Götz Werner ist tot
Götz Werner war in den letzten fast zwanzig Jahren in Deutschland einer der wichtigsten, auf jeden Fall der bekannteste Protagonist der Forderung nach einem bedingungslosen Grundeinkommen.
Schon seit einiger Zeit war er öffentlich kaum noch sichtbar geworden, nun ist seine Stimme endgültig verstummt. Wir bedauern das und merken, dass er fehlt.
Götz Werners große mediale Präsenz hat der Forderung nach einem bedingungslosen Grundeinkommen eine umfassende Aufmerksamkeit verschafft und damit eine öffentliche Diskussion des Themas sehr erleichtert. Gleichzeitig schien sie andere Ansätze manchmal geradezu zu erdrücken.
Viele Journalist*innen, aber auch am BGE Interessierte außerhalb der aktiven Szene hielten die BGE-Bewegung und Götz Werner für mehr oder weniger identisch.
So waren die eher aktivistisch, eher basisbewegt orientierten BGE-Initiativen nicht immer glücklich mit dem, was Götz Werner sagte und vorschlug. Ein wichtiger Unterschied ist gewiss der in seinem Denken zentrale Vorschlag einer Finanzierung des BGE über eine Umsatz/Mehrwertsteuer; die wichtigste Gemeinsamkeit war die Überzeugung, dass die Forderung nach einem BGE zuerst in den Köpfen und Herzen der Menschen verankert sein muss, um sie wirklich umsetzen zu können.
Götz Werner sprach davon, dass das BGE ein „Leitstern“ sei, der dir zeige, wo es hin gehen könne und solle. „Richtungsforderung“ nannten wir das in meinen politischen Zusammenhängen.

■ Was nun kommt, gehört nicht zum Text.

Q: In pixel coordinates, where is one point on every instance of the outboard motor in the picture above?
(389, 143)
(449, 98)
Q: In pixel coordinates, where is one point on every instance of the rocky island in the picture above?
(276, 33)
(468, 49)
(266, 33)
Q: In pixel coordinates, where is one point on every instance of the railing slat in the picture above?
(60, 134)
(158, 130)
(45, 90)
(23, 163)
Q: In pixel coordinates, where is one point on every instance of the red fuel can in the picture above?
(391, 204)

Götz Werner als (Groß-)Unternehmer und ich als linksradikaler Aktivist wussten um unsere unterschiedlichen Hintergründe und Interessen. Ich habe mehrfach vor größerem oder kleinerem Publikum mit ihm diskutiert und auch im Aktivenkreis Kontroversen ausgetragen. Das ging immer in gegenseitigem Respekt und im Wissen um Differenzen wie Gemeinsamkeiten.

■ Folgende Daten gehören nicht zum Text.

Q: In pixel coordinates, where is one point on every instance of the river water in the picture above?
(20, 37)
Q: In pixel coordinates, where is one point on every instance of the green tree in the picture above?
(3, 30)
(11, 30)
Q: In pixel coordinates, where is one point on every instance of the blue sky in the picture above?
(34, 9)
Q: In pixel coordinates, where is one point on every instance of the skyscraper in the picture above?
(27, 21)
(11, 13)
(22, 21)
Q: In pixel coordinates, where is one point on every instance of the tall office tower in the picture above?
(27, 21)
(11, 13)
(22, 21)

Das bedeutete immer, dass wir nicht einfach alle eine gemeinsame Bewegung waren und sind. Die Forderung nach einem bedingungslosen Grundeinkommen hat viele Hintergründe, bedient widersprüchliche Interessen und adressiert unterschiedliche Bedürfnisse. Aber sie hat auch eine Gemeinsamkeit, nämlich die Überzeugung, dass jeder Mensch, egal wie er gestrickt ist, wie er sich benimmt oder was er tut, das Recht auf eine menschenwürdige Existenz hat.
In diesem Sinne haben Götz Werner und die unterschiedlichen Teile der BGE-Bewegung immer wieder auch in Projekten zusammenarbeiten können, in denen wir nicht in allem übereinstimmten.
Das war so beim dritten deutschsprachigen Grundeinkommenskongress 2008 in Berlin, beim 14. BIEN-Kongress 2012 in Ottobrunn oder bei der ersten Europäischen Bürgerinitiative Grundeinkommen (EBI BGE) 2013.
Als Anthroposoph war Götz Werner überzeugt, dass der Tod nicht das Ende des Lebens ist. Ob das so ist, wissen wir nicht. Dass aber sein Tod nicht das Ende der Bemühungen um die Einführung eines bedingungslosen Grundeinkommens ist, steht fest. Aktuell konzentriert sich das für viele von uns auf die zweite EBI BGE.
Wir konnten Götz Werner nicht mehr fragen, ob er sie unterstütze, aber wir sind sicher, er hätte es so getan wie 2013.
In diesem Sinne: Die gegangen sind, begleiten uns weiter, die noch da sind, machen weiter!
Werner Rätz, attac – genug für alle
Vortrag von Götz Werner: Die Idee des Grundeinkommens: eine kopernikanische Wende (BIEN2012)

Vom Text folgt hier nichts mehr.